George Bennett honored by industrial microbiologists, wins new NSF grant
BY MIKE WILLIAMS
Rice News staff
When George Bennett accepts an award for a lifetime of teaching achievement next week, he’ll probably be thinking more about the future than the past.
The man a colleague at Rice’s BioScience Research Collaborative (BRC) characterized as a “quiet giant” will be honored by the Society for Industrial Microbiology at its 60th annual meeting in San Francisco, where he’ll receive the Selman Waksman Outstanding Teaching Award, named for Rutgers’ late antibiotics pioneer and Nobel laureate.
![]() |
|
GEORGE BENNETT |
|
Good news came in duplicate for Bennett recently as he also learned he’d been awarded a National Science Foundation (NSF) grant to advance the state of the art in producing biofuels – specifically butanol – from the “underutilized” byproducts of soybeans, cottonseed and sunflower seeds.
Bennett, Rice’s E. Dell Butcher Professor of Biochemistry and Cell Biology, is grateful for both the society’s acknowledgement of his achievements and the NSF’s confidence in his work in progress.
“I’m certainly pleased to receive the award,” said Bennett at his BRC office this week. “There are a lot of well-known people who could be named, and I know I’m in pretty good company with the past awardees.”
Bennett will talk at the conference about research related to the NSF-backed project, which involves genetically modifying strains of clostridia and other bacteria to maximize the fermentation of 1-butanol.
Bennett and co-principal investigator Ka-Yiu San have been working for years on biofuels and chemicals. Butanol contains more energy than ethanol and can be used easily in gasoline engines. In the new project, they hope to maximize butanol yields from both natural and genetically modified clostridia and from engineered strains of E. coli.
“I’ve been working on butanol for a long time, and there’s been a lot of interest in it recently,” Bennett said. “It’s a very adaptable fuel molecule, compared with ethanol.”
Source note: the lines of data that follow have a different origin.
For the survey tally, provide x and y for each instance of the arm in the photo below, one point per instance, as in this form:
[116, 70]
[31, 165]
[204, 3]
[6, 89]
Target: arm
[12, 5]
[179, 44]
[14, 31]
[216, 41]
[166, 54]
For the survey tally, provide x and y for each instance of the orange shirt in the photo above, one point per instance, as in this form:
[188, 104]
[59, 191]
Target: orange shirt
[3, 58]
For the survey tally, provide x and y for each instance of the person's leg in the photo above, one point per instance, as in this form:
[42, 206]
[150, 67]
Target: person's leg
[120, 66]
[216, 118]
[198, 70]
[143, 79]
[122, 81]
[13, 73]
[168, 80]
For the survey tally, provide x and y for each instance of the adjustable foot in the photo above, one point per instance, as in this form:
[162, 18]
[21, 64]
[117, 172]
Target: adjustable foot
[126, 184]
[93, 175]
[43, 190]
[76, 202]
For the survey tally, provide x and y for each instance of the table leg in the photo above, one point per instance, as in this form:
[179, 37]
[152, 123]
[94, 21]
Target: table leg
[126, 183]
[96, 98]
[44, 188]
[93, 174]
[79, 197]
Clostridia naturally grow on sugars from oil seeds. “There are certain sugars in these seeds that people and animals can’t digest, or that give them difficulties. So typically, those carbohydrates are extracted in processing,” he said. Rather than throw them away, those byproducts represent a sustainable feedstock for butanol and other chemical production. He said his BRC lab hopes to use Texas-bred cottonseed extracts in its research.
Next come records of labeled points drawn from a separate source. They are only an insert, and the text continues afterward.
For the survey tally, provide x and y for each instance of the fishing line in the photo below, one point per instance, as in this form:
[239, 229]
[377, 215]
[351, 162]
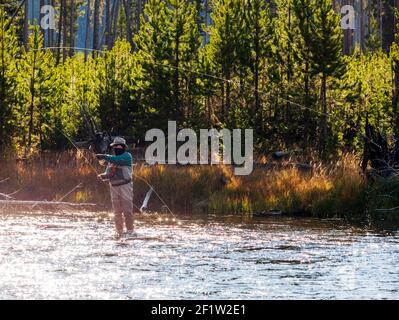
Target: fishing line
[97, 172]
Naturally, the program has an educational component. Bennett and San, the E.D. Butcher Professor in Bioengineering and professor of chemical and biomolecular engineering, will use the project to train undergraduate and graduate students in biochemical engineering, molecular biology and biochemistry. After-school and summer research experiences will be offered to high school students through Harmony Science Academy, a Houston charter school.
One student who worked in Bennett’s lab, Bellaire High School’s Li Boynton, won an international science fair sponsored by Intel and attended this year’s State of the Union address at the invitation of President and Michelle Obama.
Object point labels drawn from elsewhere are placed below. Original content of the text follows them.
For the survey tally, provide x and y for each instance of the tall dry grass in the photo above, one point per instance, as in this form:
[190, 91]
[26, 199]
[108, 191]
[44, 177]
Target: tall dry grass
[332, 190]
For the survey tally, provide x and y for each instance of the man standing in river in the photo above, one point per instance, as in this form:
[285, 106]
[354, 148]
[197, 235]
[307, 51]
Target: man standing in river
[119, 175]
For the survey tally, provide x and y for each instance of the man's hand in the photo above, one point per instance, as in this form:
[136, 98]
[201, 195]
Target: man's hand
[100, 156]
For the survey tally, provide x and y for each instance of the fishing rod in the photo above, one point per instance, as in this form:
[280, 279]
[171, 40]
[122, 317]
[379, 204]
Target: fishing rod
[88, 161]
Bennett, who earned his doctorate at Purdue in 1974, delights in watching former students’ progress. Some land in biotechnology firms and government labs and others branch out in ways he could not have predicted.
“It’s good to feel some people have gone on and secured a nice niche in their fields,” he said. “Some of their specialties range wider than you might think. A couple of my students are in charge of DNA forensic labs, like you’d see on ‘CSI.’ … It’s very different from what they were doing here, but new and unanticipated opportunities continually arise for the application of biotechnology. You never know where they’ll all end up.”
Bennett has made great strides in his own research, which incorporates the environmentally friendly “cellular refinery” production of such high-value chemicals as esters, used in solvents, flavor and fragrance additives, and fuel and polymer molecules.
He holds 10 patents, the most significant of which may be for succinic acid, used in plastics, textiles, drugs and solvents and as a food additive. Last year, Rice licensed Bennett and San’s “green” process for bio-based production of succinic acid to a French firm, Roquette Frères, which is developing a demonstration plant and pursuing filings in Brazil, China and Canada.
“It’s nice to have been involved with an industrial group,” Bennett said, acknowledging that it’s rare for academic microbiologists to see their creations scaled up to the industrial level. “We had some great students engaged in that project, and did it with a relatively small amount of funds from the NSF, which was our main sponsor.”
Ultimately, Bennett wants to help maintain Houston’s place as the energy and chemical capital of the world. “People may not be aware that Rice is positioned to lead a local drive in the development of bio applications to the chemical industry,” he said, noting that he and his Rice colleagues have enjoyed high visibility among scientists in Europe, China and Korea. “We would like to enhance our collaborations locally and internationally.”
Microbiology, he said, “fits the societal trend for less environmental impact, improved energy efficiency and generating novel materials. It’s ripe for investment with a high return not only in terms of students’ success, but also for Houston’s economy.”